The per-row evaluator eval_expr() handles arbitrary expression trees: nested function calls, CASE expressions, type coercions, NULL propagation. For the common case of a simple binary operation on two columns, this generality is overhead. The function call, type switch, cell read, cell write, and NULL check dominate the actual arithmetic.

Fix

The plan builder recognizes simple arithmetic expressions and emits VEC_PROJECT / VEC_FUNC_* nodes in the plan tree (plan.c). These operate directly on col_block arrays:

VEC_FUNC_MUL_I32, VEC_FUNC_MUL_F64 — multiply two contiguous column arrays in a tight loop with no per-element dispatch.
VEC_FUNC_ADD_*, VEC_FUNC_SUB_*, VEC_FUNC_DIV_* — same pattern for other arithmetic operations.
VEC_FUNC_CEIL, VEC_FUNC_FLOOR, VEC_FUNC_SQRT, VEC_FUNC_SIGN_*, VEC_FUNC_MOD_*, VEC_FUNC_POWER — unary and binary math functions vectorized.
VEC_FUNC_CAST_F64_TO_I32, VEC_FUNC_COALESCE_LIT — type casts and COALESCE with literal defaults.
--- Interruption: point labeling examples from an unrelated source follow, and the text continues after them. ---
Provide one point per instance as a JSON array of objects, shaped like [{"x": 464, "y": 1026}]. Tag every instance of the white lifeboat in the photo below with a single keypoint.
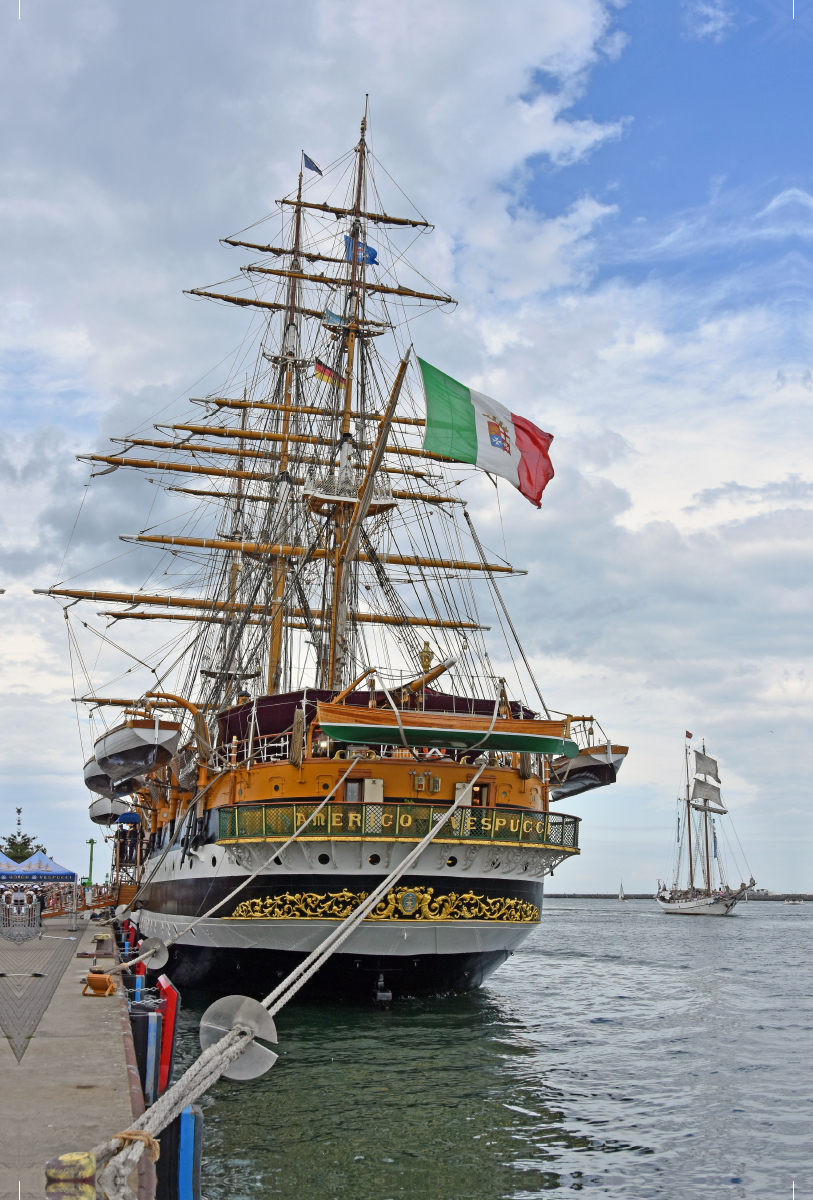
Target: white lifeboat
[
  {"x": 137, "y": 747},
  {"x": 100, "y": 781}
]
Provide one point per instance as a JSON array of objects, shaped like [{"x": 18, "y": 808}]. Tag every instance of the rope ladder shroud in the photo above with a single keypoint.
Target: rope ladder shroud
[{"x": 120, "y": 1161}]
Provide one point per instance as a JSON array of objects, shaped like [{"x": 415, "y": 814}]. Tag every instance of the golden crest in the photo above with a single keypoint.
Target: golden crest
[{"x": 401, "y": 904}]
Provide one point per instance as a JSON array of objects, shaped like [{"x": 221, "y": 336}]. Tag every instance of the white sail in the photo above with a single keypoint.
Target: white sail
[
  {"x": 704, "y": 765},
  {"x": 702, "y": 791}
]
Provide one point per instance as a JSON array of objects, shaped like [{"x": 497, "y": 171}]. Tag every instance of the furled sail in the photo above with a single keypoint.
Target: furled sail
[
  {"x": 702, "y": 791},
  {"x": 704, "y": 765}
]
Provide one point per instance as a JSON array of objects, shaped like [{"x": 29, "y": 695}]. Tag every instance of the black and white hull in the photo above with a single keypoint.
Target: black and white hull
[{"x": 445, "y": 927}]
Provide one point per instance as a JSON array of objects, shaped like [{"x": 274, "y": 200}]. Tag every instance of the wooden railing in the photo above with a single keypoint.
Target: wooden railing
[{"x": 407, "y": 822}]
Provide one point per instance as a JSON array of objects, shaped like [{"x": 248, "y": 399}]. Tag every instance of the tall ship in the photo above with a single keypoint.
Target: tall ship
[
  {"x": 321, "y": 591},
  {"x": 699, "y": 883}
]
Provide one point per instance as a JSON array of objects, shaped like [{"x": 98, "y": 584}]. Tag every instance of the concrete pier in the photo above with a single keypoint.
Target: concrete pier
[{"x": 65, "y": 1079}]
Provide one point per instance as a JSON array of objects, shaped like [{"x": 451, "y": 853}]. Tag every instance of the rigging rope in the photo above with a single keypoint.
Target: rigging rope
[
  {"x": 497, "y": 593},
  {"x": 120, "y": 1158}
]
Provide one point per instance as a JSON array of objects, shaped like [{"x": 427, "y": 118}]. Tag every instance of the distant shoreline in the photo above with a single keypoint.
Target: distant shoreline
[{"x": 650, "y": 895}]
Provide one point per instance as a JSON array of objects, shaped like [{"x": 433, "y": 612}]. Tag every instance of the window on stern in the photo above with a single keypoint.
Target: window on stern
[
  {"x": 354, "y": 791},
  {"x": 480, "y": 796}
]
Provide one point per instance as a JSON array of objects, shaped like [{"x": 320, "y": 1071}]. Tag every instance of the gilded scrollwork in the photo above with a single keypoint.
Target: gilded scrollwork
[{"x": 401, "y": 904}]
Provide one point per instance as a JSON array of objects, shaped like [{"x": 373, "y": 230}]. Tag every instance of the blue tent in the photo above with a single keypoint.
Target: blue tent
[{"x": 36, "y": 869}]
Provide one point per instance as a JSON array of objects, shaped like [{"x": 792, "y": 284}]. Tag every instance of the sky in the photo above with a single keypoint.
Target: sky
[{"x": 624, "y": 209}]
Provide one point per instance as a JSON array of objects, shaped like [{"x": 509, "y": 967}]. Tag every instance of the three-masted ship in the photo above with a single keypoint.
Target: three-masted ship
[
  {"x": 699, "y": 886},
  {"x": 326, "y": 589}
]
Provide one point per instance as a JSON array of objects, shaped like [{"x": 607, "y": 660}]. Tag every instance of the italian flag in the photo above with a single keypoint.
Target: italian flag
[{"x": 465, "y": 425}]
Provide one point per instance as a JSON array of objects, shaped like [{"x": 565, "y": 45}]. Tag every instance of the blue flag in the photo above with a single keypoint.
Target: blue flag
[{"x": 365, "y": 253}]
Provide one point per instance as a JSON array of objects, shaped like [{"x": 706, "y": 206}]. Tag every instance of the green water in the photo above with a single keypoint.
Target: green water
[{"x": 622, "y": 1051}]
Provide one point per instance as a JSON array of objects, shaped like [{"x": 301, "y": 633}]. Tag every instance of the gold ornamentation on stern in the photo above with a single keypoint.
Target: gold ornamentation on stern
[
  {"x": 401, "y": 904},
  {"x": 302, "y": 906}
]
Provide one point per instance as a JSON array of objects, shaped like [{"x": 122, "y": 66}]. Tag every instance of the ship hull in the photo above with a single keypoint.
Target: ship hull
[
  {"x": 455, "y": 931},
  {"x": 356, "y": 977},
  {"x": 699, "y": 906}
]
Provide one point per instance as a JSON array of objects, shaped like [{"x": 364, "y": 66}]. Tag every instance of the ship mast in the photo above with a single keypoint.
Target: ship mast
[
  {"x": 688, "y": 828},
  {"x": 338, "y": 630},
  {"x": 290, "y": 351},
  {"x": 306, "y": 472}
]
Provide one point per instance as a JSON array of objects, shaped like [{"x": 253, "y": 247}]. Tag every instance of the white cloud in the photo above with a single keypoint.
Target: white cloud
[
  {"x": 709, "y": 18},
  {"x": 669, "y": 580}
]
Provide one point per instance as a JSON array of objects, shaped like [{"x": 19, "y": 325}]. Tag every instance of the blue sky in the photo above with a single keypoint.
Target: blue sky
[{"x": 624, "y": 207}]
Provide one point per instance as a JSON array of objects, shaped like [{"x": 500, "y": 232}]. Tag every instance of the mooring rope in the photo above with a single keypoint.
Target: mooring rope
[{"x": 120, "y": 1158}]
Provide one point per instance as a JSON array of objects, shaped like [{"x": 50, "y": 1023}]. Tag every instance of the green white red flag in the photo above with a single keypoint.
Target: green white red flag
[{"x": 468, "y": 426}]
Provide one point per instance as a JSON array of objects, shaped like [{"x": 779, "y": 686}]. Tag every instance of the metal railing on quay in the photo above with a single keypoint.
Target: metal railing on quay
[{"x": 276, "y": 748}]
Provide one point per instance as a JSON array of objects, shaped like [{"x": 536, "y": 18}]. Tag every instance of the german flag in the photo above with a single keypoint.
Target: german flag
[{"x": 323, "y": 371}]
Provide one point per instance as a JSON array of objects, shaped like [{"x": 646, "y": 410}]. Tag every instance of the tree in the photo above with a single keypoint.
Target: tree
[{"x": 18, "y": 845}]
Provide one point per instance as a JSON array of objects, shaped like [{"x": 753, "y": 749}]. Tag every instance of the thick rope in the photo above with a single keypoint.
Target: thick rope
[{"x": 206, "y": 1069}]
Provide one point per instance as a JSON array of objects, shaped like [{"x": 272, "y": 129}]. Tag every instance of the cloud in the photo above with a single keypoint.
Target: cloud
[{"x": 709, "y": 18}]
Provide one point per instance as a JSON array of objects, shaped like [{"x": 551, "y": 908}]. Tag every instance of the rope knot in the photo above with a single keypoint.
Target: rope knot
[{"x": 150, "y": 1144}]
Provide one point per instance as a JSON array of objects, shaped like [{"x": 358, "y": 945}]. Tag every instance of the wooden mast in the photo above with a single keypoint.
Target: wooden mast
[
  {"x": 339, "y": 623},
  {"x": 688, "y": 827},
  {"x": 291, "y": 351}
]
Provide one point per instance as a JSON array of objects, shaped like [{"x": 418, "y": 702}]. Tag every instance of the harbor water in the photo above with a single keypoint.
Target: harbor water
[{"x": 620, "y": 1050}]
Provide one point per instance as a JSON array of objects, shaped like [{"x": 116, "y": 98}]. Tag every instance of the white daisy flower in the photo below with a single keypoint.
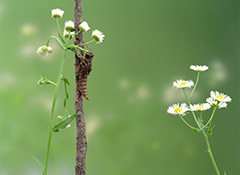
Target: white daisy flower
[
  {"x": 213, "y": 102},
  {"x": 200, "y": 107},
  {"x": 183, "y": 84},
  {"x": 84, "y": 26},
  {"x": 57, "y": 13},
  {"x": 221, "y": 97},
  {"x": 42, "y": 51},
  {"x": 199, "y": 68},
  {"x": 176, "y": 109},
  {"x": 50, "y": 49},
  {"x": 66, "y": 34},
  {"x": 98, "y": 36},
  {"x": 69, "y": 26}
]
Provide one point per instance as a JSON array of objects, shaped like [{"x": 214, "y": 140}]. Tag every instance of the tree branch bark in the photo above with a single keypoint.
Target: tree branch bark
[{"x": 81, "y": 144}]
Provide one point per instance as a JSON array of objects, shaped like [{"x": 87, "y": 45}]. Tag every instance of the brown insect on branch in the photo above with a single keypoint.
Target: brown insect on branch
[{"x": 81, "y": 142}]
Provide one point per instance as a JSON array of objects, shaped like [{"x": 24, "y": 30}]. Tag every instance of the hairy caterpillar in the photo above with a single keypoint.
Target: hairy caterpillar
[{"x": 84, "y": 69}]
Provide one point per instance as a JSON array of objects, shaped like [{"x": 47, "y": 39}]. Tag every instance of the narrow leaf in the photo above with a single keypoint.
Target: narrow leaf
[
  {"x": 196, "y": 130},
  {"x": 38, "y": 162},
  {"x": 61, "y": 38},
  {"x": 73, "y": 49},
  {"x": 61, "y": 125}
]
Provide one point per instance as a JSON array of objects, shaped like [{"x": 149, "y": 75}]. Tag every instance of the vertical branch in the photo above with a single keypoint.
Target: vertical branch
[{"x": 81, "y": 145}]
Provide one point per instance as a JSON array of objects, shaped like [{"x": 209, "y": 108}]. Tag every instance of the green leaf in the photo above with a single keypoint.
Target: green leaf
[
  {"x": 73, "y": 49},
  {"x": 65, "y": 80},
  {"x": 38, "y": 162},
  {"x": 210, "y": 131},
  {"x": 61, "y": 125},
  {"x": 61, "y": 38},
  {"x": 196, "y": 130}
]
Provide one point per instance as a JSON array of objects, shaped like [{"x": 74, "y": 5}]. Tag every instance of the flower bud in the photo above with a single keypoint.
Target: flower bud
[
  {"x": 69, "y": 26},
  {"x": 98, "y": 36},
  {"x": 84, "y": 26},
  {"x": 57, "y": 13}
]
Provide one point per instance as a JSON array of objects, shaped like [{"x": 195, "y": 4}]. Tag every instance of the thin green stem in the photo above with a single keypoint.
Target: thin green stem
[
  {"x": 195, "y": 85},
  {"x": 58, "y": 41},
  {"x": 60, "y": 31},
  {"x": 90, "y": 41},
  {"x": 194, "y": 116},
  {"x": 187, "y": 123},
  {"x": 52, "y": 110},
  {"x": 210, "y": 152},
  {"x": 68, "y": 47},
  {"x": 210, "y": 119},
  {"x": 77, "y": 32}
]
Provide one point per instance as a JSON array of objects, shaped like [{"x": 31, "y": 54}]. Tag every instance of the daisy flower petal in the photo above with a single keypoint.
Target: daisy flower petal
[
  {"x": 199, "y": 68},
  {"x": 183, "y": 84},
  {"x": 200, "y": 107},
  {"x": 213, "y": 102},
  {"x": 176, "y": 109},
  {"x": 221, "y": 97}
]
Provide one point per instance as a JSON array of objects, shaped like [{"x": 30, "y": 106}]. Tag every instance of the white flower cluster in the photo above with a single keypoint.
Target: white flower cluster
[
  {"x": 69, "y": 31},
  {"x": 216, "y": 98}
]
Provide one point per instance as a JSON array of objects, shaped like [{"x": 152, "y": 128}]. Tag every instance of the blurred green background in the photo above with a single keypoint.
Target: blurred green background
[{"x": 148, "y": 45}]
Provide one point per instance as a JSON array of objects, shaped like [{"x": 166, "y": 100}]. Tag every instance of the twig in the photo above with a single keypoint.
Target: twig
[{"x": 81, "y": 145}]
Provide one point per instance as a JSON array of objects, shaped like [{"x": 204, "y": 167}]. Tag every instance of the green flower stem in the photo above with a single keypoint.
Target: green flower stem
[
  {"x": 195, "y": 84},
  {"x": 68, "y": 47},
  {"x": 187, "y": 123},
  {"x": 58, "y": 41},
  {"x": 52, "y": 110},
  {"x": 51, "y": 82},
  {"x": 210, "y": 119},
  {"x": 77, "y": 32},
  {"x": 90, "y": 41},
  {"x": 195, "y": 118},
  {"x": 210, "y": 152},
  {"x": 60, "y": 31}
]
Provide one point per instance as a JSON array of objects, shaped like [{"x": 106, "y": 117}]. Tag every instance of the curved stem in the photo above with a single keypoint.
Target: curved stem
[
  {"x": 60, "y": 31},
  {"x": 210, "y": 119},
  {"x": 195, "y": 85},
  {"x": 77, "y": 48},
  {"x": 52, "y": 110},
  {"x": 187, "y": 123},
  {"x": 194, "y": 116},
  {"x": 77, "y": 32},
  {"x": 210, "y": 152},
  {"x": 58, "y": 41}
]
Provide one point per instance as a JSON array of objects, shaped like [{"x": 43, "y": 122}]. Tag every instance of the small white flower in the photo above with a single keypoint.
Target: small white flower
[
  {"x": 183, "y": 84},
  {"x": 213, "y": 102},
  {"x": 199, "y": 68},
  {"x": 66, "y": 34},
  {"x": 98, "y": 36},
  {"x": 50, "y": 49},
  {"x": 84, "y": 26},
  {"x": 200, "y": 107},
  {"x": 69, "y": 26},
  {"x": 57, "y": 13},
  {"x": 42, "y": 51},
  {"x": 221, "y": 97},
  {"x": 176, "y": 109}
]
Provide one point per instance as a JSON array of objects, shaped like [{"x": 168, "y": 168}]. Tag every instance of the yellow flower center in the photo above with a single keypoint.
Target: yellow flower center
[
  {"x": 182, "y": 84},
  {"x": 178, "y": 110},
  {"x": 220, "y": 96}
]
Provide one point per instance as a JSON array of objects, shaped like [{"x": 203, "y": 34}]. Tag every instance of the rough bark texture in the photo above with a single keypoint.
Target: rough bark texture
[{"x": 81, "y": 144}]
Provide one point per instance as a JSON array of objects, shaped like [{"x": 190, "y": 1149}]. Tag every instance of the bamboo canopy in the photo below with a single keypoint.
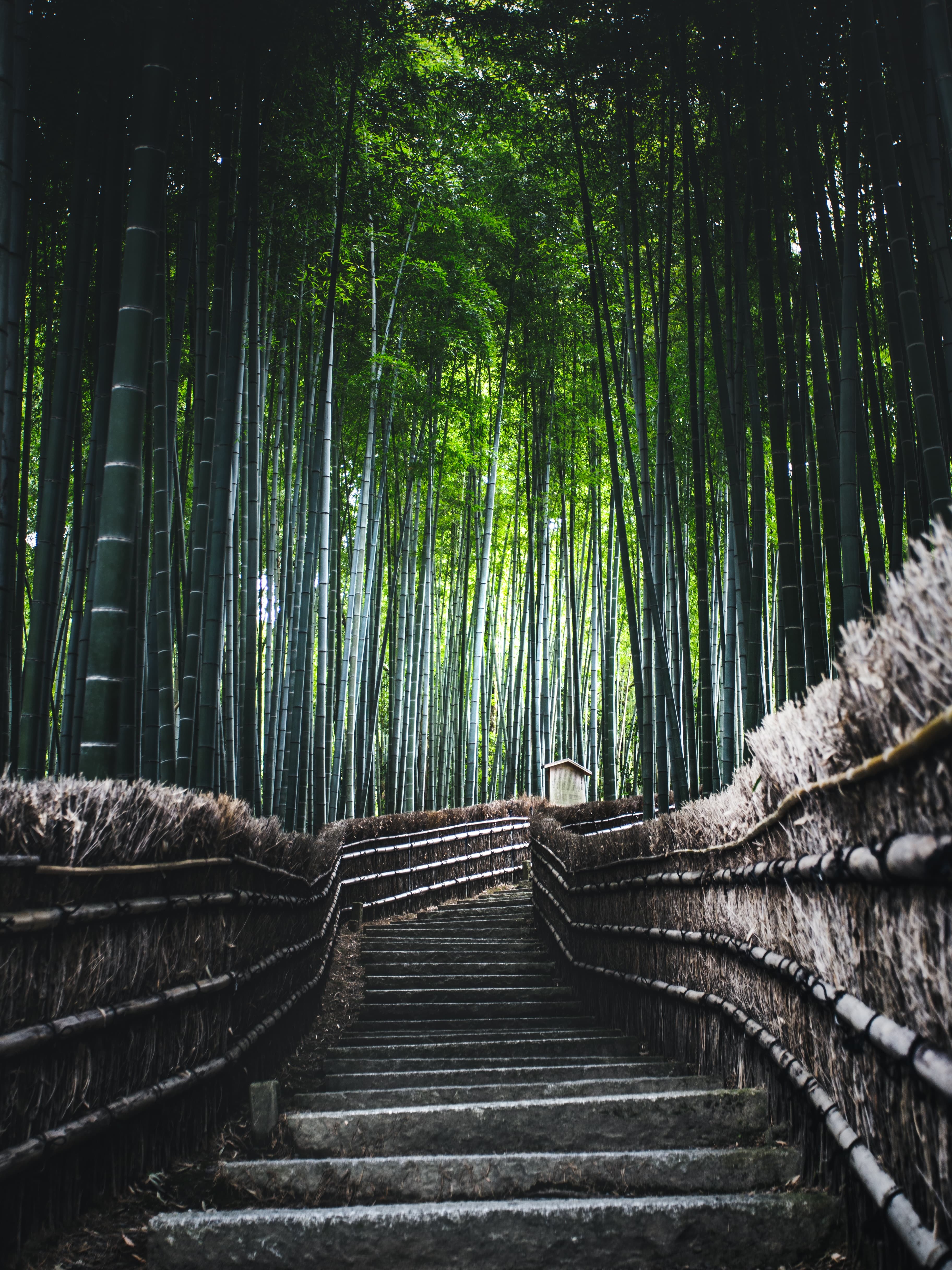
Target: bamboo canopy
[{"x": 398, "y": 402}]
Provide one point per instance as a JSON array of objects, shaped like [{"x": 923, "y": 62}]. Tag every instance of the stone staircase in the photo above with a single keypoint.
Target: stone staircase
[{"x": 474, "y": 1117}]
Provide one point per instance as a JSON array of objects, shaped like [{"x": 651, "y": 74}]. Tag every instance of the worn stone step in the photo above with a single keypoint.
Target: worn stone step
[
  {"x": 481, "y": 971},
  {"x": 714, "y": 1118},
  {"x": 459, "y": 942},
  {"x": 512, "y": 926},
  {"x": 457, "y": 1023},
  {"x": 380, "y": 980},
  {"x": 502, "y": 1093},
  {"x": 430, "y": 1179},
  {"x": 473, "y": 959},
  {"x": 694, "y": 1231},
  {"x": 457, "y": 1009},
  {"x": 453, "y": 995},
  {"x": 465, "y": 1031},
  {"x": 479, "y": 1076},
  {"x": 517, "y": 1051}
]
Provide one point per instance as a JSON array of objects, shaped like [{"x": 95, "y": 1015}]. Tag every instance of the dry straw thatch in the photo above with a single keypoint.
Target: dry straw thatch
[
  {"x": 890, "y": 947},
  {"x": 69, "y": 846}
]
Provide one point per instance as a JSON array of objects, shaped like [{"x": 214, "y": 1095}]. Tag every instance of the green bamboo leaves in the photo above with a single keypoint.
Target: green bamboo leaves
[{"x": 122, "y": 490}]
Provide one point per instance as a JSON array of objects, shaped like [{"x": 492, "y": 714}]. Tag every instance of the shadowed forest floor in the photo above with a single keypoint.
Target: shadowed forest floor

The vectorized path reads contiguous int32_t[] or double[] arrays from the column block, applies the operation in a single loop, and writes the result to a new column block. NULL handling is done via a parallel uint8_t[] null bitmap, checked once per block rather than per element.

Result

Same query, same machine:

	mskql	PostgreSQL	DuckDB
expression_agg (500 iter, 5K rows)	15ms	299ms	220ms
vs PostgreSQL ratio	0.05× (mskql 20× faster)
vs DuckDB ratio	0.07× (mskql 15× faster)

The VEC_PROJECT path is used automatically by the plan builder when it recognizes eligible expressions. Queries with complex expression trees (nested CASE, multi-level function composition) fall back to the per-row evaluator. The plan builder makes this decision at build time with zero runtime overhead for either path.